Game 6 goes Monday at 8:00 p.m. ET at the Staples Center in Los Angeles. With the Kings up 3-2, they will have yet another opportunity to hoist the cup, while the Devils will look to force a seventh and deciding game.
Game 5 was the first road loss of the playoffs for the Kings, who are now 10-1 away from the Staples Center. It was also the first time in the 2012 playoffs that the Kings have lost back-to-back games.
With that in mind, it still isn’t time to push the panic button.
While the Kings haven’t come up with their best performances in the last two games, they certainly haven’t played all that badly.
It may be cliché, but hockey is a game of bounces and inches. One mistake by Quick and a few scoring opportunities that struck iron proved to be the difference as the Kings lost Game 5, despite having sustained pressure in the Devils' zone. In fact, the Kings outshot the Devils 26-19, but Brodeur had the answer time and time again.
If the Kings had gone up 3-0 in the series by blowing out the Devils, then there would be reason to question their two-game slide. However, like the last two games, Games 1 and 2 of the series were close, with the Kings winning both games 2-1 in overtime.
The Devils are a formidable opponent, and no one should have expected them to roll over after going down 3-0. Even though the Kings have been dominant in the playoffs, it’s still a tough task to win the Stanley Cup in less than six games. Eight of the last 10 finals series have been decided in six or seven games.
There is no reason the Kings can’t prevail on Monday and take the cup for the first time in team history.
Nothing has changed for the Kings in the series, besides improving their lineup by adding Simon Gagne. They have played consistently defensively, allowing more than two goals only once, on an empty-net marker by Kovalchuk in Game 4.
Their forwards need to continue to get pucks to the net and screen Brodeur. If they're able to get bodies in front of the net and create chances off rebounds, they're more likely to be successful, as they were in Game 3.

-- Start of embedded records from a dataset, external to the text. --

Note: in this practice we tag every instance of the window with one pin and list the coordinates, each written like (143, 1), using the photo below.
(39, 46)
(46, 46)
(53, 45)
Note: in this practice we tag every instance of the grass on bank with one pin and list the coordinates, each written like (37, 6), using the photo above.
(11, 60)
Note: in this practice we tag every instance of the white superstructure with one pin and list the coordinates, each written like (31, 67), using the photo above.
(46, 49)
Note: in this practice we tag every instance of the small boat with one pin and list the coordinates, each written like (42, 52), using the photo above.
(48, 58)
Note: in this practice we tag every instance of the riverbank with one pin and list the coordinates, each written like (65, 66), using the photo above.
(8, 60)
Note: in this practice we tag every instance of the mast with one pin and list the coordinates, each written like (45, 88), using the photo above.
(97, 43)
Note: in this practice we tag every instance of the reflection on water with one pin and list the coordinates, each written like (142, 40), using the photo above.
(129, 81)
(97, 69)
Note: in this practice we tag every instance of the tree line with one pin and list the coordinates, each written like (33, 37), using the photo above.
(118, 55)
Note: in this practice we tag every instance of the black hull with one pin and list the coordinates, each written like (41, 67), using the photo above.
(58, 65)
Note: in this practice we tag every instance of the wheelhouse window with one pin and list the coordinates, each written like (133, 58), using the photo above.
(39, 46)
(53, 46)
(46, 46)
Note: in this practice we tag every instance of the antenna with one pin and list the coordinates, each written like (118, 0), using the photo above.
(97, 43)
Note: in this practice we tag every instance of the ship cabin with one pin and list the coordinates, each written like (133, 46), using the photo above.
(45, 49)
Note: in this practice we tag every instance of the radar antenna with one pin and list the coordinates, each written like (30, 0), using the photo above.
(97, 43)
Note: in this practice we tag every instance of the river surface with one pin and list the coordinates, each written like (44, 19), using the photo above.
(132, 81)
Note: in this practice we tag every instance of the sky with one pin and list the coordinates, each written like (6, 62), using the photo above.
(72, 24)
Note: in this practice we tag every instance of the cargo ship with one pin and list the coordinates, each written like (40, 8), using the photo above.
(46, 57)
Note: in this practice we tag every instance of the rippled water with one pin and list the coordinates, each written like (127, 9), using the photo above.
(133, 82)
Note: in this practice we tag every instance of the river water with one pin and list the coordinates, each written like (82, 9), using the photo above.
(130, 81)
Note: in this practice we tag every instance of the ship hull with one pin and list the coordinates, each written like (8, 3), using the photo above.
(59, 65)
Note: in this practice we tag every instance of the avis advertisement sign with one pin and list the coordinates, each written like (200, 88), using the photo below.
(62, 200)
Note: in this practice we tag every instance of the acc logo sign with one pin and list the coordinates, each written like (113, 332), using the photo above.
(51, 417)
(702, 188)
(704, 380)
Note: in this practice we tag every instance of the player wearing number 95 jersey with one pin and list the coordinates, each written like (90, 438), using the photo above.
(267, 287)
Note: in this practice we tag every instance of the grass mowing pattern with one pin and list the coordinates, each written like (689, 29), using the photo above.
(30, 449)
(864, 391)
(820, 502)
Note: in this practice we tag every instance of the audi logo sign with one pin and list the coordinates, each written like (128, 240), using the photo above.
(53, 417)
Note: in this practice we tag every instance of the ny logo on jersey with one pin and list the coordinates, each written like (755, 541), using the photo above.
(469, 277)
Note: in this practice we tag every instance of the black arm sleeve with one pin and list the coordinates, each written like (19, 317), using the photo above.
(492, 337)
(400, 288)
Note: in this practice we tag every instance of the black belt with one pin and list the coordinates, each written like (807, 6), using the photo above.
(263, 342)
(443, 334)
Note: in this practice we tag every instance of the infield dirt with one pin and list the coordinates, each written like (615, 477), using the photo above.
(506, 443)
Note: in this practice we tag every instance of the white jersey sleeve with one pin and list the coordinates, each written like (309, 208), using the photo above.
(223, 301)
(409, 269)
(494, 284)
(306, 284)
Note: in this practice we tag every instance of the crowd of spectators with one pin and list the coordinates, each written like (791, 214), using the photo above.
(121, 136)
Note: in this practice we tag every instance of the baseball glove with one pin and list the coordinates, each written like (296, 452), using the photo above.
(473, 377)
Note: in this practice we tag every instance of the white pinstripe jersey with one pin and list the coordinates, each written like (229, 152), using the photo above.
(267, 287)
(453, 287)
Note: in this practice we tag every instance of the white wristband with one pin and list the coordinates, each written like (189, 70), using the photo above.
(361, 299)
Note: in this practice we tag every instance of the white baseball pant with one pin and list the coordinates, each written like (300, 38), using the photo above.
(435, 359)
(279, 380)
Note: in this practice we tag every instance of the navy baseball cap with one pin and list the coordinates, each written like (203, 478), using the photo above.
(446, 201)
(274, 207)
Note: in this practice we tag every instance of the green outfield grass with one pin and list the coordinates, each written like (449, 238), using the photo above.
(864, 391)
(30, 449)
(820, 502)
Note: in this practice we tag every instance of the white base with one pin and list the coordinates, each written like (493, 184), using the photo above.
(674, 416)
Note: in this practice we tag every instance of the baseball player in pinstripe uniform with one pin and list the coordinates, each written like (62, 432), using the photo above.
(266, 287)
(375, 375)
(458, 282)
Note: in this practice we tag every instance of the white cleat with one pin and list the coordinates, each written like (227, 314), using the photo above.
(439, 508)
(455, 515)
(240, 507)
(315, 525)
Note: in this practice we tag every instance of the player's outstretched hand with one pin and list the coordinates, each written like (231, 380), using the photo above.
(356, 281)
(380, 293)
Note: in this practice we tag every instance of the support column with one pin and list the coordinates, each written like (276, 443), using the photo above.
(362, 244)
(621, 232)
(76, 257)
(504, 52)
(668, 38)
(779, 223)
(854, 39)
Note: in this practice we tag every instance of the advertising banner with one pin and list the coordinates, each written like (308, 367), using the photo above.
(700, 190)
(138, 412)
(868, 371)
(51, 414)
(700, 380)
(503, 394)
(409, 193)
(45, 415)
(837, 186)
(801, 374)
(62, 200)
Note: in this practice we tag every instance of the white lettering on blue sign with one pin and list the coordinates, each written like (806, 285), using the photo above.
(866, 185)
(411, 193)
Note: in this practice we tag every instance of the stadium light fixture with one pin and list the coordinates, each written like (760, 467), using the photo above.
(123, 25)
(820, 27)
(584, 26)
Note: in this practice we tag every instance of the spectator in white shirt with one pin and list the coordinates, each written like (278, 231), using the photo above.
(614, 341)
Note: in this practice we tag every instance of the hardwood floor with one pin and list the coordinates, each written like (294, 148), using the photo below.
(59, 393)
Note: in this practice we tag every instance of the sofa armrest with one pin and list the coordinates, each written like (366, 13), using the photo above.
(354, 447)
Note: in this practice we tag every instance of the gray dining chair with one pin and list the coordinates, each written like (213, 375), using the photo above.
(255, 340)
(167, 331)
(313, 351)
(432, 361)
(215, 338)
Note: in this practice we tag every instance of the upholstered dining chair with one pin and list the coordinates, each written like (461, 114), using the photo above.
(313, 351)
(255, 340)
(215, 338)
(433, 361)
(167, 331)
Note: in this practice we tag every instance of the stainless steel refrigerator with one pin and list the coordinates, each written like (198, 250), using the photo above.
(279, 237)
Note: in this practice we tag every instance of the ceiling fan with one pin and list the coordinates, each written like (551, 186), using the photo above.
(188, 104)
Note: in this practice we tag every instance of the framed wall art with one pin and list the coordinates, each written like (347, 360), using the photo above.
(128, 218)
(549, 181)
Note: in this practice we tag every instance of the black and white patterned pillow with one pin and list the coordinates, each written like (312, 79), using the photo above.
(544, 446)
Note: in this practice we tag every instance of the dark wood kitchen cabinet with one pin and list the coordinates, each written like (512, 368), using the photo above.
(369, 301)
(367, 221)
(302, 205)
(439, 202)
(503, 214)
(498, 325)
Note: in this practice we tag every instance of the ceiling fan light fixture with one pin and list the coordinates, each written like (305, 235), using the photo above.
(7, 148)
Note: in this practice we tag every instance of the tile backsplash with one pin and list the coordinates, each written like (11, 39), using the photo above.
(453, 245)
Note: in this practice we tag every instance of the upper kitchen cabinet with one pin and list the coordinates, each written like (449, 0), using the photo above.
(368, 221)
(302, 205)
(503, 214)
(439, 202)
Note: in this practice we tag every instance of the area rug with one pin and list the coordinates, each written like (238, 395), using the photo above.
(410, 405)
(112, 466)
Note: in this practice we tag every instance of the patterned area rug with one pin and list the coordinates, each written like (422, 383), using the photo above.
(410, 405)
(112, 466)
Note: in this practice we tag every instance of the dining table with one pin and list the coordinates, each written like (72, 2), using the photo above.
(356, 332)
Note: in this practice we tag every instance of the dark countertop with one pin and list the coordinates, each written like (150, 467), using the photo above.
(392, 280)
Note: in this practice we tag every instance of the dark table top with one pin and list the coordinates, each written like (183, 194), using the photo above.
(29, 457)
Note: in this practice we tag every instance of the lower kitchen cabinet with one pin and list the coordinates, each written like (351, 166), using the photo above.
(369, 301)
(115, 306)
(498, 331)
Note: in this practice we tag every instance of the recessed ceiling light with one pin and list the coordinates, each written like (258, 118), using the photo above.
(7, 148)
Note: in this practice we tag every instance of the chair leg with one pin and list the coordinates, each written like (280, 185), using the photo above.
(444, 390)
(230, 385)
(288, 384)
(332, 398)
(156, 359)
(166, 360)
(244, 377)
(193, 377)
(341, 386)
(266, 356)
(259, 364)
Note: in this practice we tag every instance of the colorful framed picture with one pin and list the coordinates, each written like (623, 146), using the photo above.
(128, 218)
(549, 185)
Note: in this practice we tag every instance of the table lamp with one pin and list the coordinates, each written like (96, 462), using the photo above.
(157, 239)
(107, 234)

The Kings still hold the advantage heading home. A 3-2 series lead in the final is a good spot to be in, regardless of how you got there. There is no reason for fans to worry, until their team is facing elimination.
Which is why, if the Kings lose Game 6, it might be time to sound the alarms. One has to assume that future Hall of Famer Martin Brodeur would stand on his head at home in Game 7 of the Stanley Cup Finals.
Expect the Kings to come out strong in Game 6, score the first goal and win Lord Stanley's Cup for the first time.